* [PATCH] lib: free pagelist on error in iov_iter_extract_pages()
@ 2026-05-08 11:13 Dmitry Antipov
2026-05-08 18:33 ` Caleb Sander Mateos
2026-05-08 21:48 ` Andrew Morton
0 siblings, 2 replies; 7+ messages in thread
From: Dmitry Antipov @ 2026-05-08 11:13 UTC (permalink / raw)
To: Jens Axboe, Andrew Morton
Cc: Christoph Hellwig, linux-block, linux-fsdevel, lvc-project,
Dmitry Antipov, Fedor Pchelkin
Since 'iov_iter_extract_pages()' may allocate new pagelist if the passed
one isn't large enough, the worst-case scenario may be:
...
struct page *stack_pages[SMALL];
struct page **pages = stack_pages;
...
if (iov_iter_extract_pages(i..., &pages, ...) <= 0) {
/* Even in case of error, new pagelist may be allocated */
if (pages != stack_pages)
kvfree(pages); [1]
/* The rest of error handling and return */
}
/* Regular flow */
...
if (pages != stack_pages)
kvfree(pages);
...
return 0;
If you're unlucky so SMALL amount of pages wasn't enough and new
pagelist was allocated, missing [1] causes the memory leak similar
to one I've recently observed and fixed for 6.12 in [2]. So adjust
'iov_iter_extract_pages()' to make such a cleanup itself rather than
rely on caller's handling on error paths, thus making [1] not needed.
[2] https://lore.kernel.org/stable/20260505094529.406783-1-dmantipov@yandex.ru/T/#u
Suggested-by: Fedor Pchelkin <pchelkin@ispras.ru>
Signed-off-by: Dmitry Antipov <dmantipov@yandex.ru>
---
lib/iov_iter.c | 54 ++++++++++++++++++++++++++++++--------------------
1 file changed, 33 insertions(+), 21 deletions(-)
diff --git a/lib/iov_iter.c b/lib/iov_iter.c
index 243662af1af7..46dd11913df0 100644
--- a/lib/iov_iter.c
+++ b/lib/iov_iter.c
@@ -1807,7 +1807,8 @@ static ssize_t iov_iter_extract_user_pages(struct iov_iter *i,
* (*) Use with ITER_DISCARD is not supported as that has no content.
*
* On success, the function sets *@pages to the new pagelist, if allocated, and
- * sets *offset0 to the offset into the first page.
+ * sets *offset0 to the offset into the first page.
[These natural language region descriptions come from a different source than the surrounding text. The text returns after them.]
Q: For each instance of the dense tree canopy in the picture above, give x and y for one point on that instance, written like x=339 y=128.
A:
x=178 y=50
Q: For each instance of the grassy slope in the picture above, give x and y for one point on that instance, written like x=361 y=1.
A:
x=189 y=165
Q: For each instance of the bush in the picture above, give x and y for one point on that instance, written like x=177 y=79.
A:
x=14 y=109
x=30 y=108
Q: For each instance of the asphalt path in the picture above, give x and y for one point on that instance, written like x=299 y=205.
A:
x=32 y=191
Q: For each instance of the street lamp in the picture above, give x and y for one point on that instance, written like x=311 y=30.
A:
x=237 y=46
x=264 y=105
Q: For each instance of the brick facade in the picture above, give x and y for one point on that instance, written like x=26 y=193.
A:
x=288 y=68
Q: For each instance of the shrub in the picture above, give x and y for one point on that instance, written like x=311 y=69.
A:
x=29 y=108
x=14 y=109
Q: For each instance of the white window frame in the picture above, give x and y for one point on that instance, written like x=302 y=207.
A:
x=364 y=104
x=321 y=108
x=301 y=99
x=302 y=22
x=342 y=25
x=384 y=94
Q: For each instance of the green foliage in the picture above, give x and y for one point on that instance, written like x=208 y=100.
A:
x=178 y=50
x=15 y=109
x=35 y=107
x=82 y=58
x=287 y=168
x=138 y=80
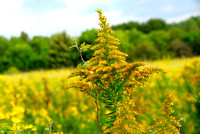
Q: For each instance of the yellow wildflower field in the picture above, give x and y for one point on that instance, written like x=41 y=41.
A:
x=39 y=97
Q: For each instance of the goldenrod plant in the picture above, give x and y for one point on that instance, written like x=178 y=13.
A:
x=166 y=123
x=111 y=80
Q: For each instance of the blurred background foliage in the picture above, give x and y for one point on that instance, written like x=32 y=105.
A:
x=151 y=40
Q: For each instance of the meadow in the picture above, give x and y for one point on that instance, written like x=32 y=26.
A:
x=38 y=98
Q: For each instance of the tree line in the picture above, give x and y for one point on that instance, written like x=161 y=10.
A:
x=154 y=39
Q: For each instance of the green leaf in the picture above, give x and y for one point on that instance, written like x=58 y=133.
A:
x=79 y=66
x=85 y=48
x=83 y=45
x=8 y=122
x=72 y=46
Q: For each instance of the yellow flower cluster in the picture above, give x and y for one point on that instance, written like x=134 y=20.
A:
x=166 y=123
x=125 y=122
x=109 y=76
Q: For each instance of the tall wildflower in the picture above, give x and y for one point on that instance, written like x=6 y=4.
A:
x=166 y=123
x=109 y=78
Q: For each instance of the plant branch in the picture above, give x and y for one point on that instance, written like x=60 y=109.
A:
x=79 y=50
x=99 y=125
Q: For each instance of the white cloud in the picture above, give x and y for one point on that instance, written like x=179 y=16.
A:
x=182 y=17
x=77 y=16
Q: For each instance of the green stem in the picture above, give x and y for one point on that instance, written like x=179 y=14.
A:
x=99 y=125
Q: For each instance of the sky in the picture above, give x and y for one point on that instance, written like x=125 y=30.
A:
x=48 y=17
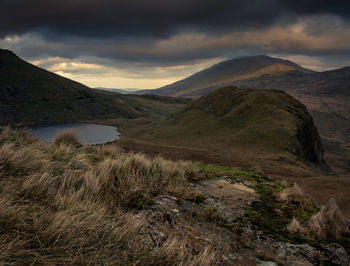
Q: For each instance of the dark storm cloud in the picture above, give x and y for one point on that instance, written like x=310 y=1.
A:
x=156 y=18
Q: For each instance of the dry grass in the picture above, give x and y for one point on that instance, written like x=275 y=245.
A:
x=63 y=204
x=328 y=223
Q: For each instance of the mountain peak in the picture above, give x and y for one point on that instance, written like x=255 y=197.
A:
x=227 y=73
x=5 y=52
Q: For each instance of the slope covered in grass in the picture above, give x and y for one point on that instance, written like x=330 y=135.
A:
x=63 y=203
x=29 y=94
x=230 y=118
x=60 y=204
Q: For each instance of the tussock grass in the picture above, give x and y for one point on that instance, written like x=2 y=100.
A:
x=61 y=203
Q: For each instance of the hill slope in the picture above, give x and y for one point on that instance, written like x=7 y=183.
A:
x=325 y=94
x=230 y=118
x=227 y=72
x=29 y=94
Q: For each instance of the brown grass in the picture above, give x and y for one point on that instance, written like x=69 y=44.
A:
x=328 y=223
x=63 y=204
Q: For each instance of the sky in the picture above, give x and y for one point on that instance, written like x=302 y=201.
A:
x=147 y=44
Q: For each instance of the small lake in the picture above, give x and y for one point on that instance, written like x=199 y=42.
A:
x=86 y=133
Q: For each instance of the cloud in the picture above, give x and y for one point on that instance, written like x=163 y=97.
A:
x=157 y=18
x=167 y=40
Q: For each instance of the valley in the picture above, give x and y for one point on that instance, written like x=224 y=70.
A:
x=199 y=157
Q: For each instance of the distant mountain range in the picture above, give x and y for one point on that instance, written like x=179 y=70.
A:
x=29 y=94
x=231 y=119
x=326 y=94
x=122 y=91
x=227 y=73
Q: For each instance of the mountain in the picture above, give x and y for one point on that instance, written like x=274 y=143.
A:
x=227 y=72
x=29 y=94
x=121 y=91
x=325 y=94
x=231 y=119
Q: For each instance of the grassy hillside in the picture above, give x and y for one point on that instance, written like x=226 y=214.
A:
x=265 y=120
x=29 y=94
x=325 y=94
x=227 y=72
x=63 y=203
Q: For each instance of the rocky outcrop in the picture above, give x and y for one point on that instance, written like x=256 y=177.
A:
x=218 y=223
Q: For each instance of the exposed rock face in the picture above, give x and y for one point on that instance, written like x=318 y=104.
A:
x=212 y=224
x=29 y=94
x=231 y=117
x=309 y=140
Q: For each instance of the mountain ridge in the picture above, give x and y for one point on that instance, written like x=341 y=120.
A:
x=29 y=94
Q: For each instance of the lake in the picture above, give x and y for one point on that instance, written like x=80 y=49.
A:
x=86 y=133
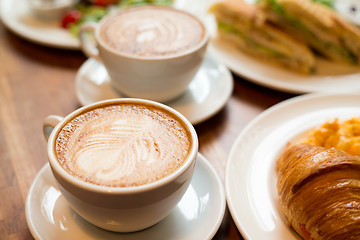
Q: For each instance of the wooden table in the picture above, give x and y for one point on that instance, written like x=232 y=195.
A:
x=36 y=81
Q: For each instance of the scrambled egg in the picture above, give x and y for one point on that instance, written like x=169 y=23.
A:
x=343 y=135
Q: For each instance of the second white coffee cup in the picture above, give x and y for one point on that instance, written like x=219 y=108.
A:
x=150 y=52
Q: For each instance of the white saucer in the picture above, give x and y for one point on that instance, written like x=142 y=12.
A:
x=207 y=93
x=197 y=216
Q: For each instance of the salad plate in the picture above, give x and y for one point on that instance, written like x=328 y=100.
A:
x=206 y=95
x=250 y=176
x=197 y=216
x=330 y=77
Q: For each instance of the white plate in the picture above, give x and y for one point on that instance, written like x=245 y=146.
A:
x=207 y=93
x=250 y=177
x=197 y=216
x=16 y=15
x=329 y=78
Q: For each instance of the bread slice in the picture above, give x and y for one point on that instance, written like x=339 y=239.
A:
x=317 y=26
x=246 y=26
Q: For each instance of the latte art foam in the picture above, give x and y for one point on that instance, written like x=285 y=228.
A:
x=152 y=31
x=122 y=145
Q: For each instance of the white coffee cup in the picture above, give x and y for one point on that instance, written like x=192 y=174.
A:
x=117 y=208
x=158 y=76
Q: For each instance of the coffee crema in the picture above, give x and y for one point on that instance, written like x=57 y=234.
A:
x=152 y=32
x=123 y=145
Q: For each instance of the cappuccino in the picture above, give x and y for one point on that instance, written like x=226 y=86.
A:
x=152 y=32
x=123 y=145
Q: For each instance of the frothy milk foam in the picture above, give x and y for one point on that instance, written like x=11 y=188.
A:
x=123 y=145
x=152 y=32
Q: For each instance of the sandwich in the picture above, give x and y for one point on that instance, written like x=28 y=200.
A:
x=246 y=27
x=316 y=25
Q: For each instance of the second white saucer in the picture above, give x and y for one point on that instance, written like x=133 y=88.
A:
x=207 y=93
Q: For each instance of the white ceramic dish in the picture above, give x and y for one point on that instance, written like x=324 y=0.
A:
x=207 y=93
x=329 y=78
x=250 y=177
x=197 y=216
x=16 y=16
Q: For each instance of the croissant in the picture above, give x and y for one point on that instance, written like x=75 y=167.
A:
x=319 y=191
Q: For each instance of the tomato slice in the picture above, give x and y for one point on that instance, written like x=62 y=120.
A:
x=70 y=17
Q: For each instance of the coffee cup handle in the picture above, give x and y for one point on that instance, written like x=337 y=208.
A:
x=87 y=40
x=49 y=124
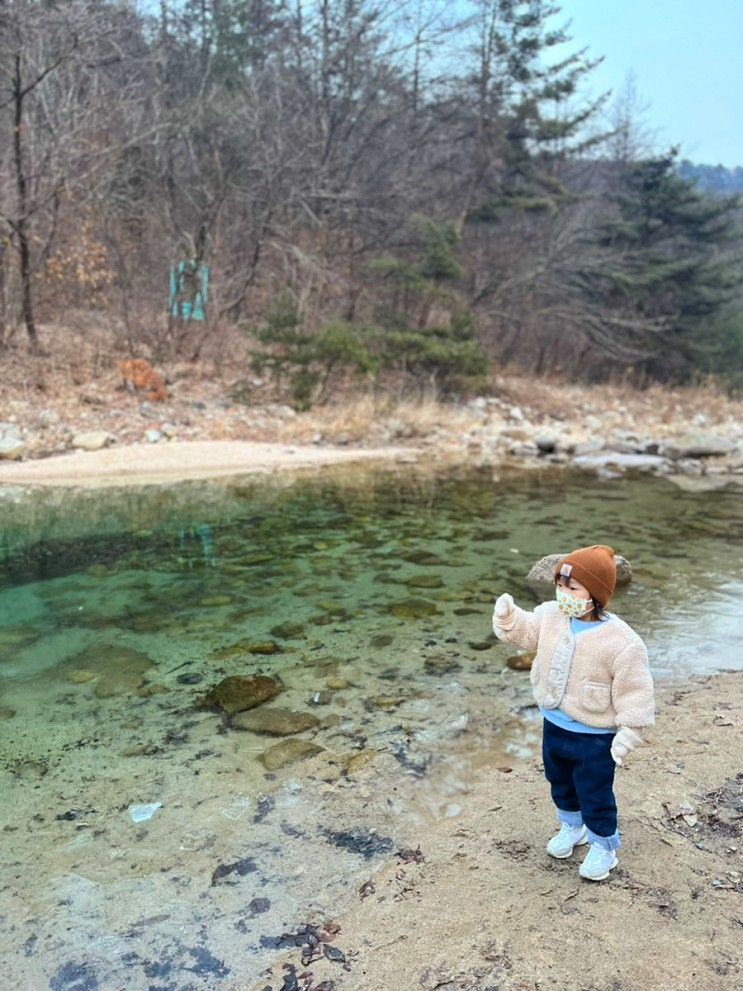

On error, new pagelist
+ * is freed if was allocated, and *@pages sets back to its original value.
*
* It may also return -ENOMEM and -EFAULT.
*/
@@ -1818,31 +1819,42 @@ ssize_t iov_iter_extract_pages(struct iov_iter *i,
iov_iter_extraction_t extraction_flags,
size_t *offset0)
{
+ struct page **oldpages = *pages;
+ int ret;
+
maxsize = min_t(size_t, min_t(size_t, maxsize, i->count), MAX_RW_COUNT);
if (!maxsize)
return 0;
if (likely(user_backed_iter(i)))
- return iov_iter_extract_user_pages(i, pages, maxsize,
- maxpages, extraction_flags,
- offset0);
- if (iov_iter_is_kvec(i))
- return iov_iter_extract_kvec_pages(i, pages, maxsize,
- maxpages, extraction_flags,
- offset0);
- if (iov_iter_is_bvec(i))
- return iov_iter_extract_bvec_pages(i, pages, maxsize,
- maxpages, extraction_flags,
- offset0);
- if (iov_iter_is_folioq(i))
- return iov_iter_extract_folioq_pages(i, pages, maxsize,
- maxpages, extraction_flags,
- offset0);
- if (iov_iter_is_xarray(i))
- return iov_iter_extract_xarray_pages(i, pages, maxsize,
- maxpages, extraction_flags,
- offset0);
- return -EFAULT;
+ ret = iov_iter_extract_user_pages(i, pages, maxsize,
+ maxpages, extraction_flags,
+ offset0);
+ else if (iov_iter_is_kvec(i))
+ ret = iov_iter_extract_kvec_pages(i, pages, maxsize,
+ maxpages, extraction_flags,
+ offset0);
+ else if (iov_iter_is_bvec(i))
+ ret = iov_iter_extract_bvec_pages(i, pages, maxsize,
+ maxpages, extraction_flags,
+ offset0);
+ else if (iov_iter_is_folioq(i))
+ ret = iov_iter_extract_folioq_pages(i, pages, maxsize,
+ maxpages, extraction_flags,
+ offset0);
+ else if (iov_iter_is_xarray(i))
+ ret = iov_iter_extract_xarray_pages(i, pages, maxsize,
+ maxpages, extraction_flags,
+ offset0);
+ else
+ ret = -EFAULT;
+
+ if (unlikely(ret) && *pages && *pages != oldpages) {
+ kvfree(*pages);
+ *pages = oldpages;
+ }
+
+ return ret;
}
EXPORT_SYMBOL_GPL(iov_iter_extract_pages);
--
2.54.0
^ permalink raw reply related [flat|nested] 7+ messages in thread
* Re: [PATCH] lib: free pagelist on error in iov_iter_extract_pages()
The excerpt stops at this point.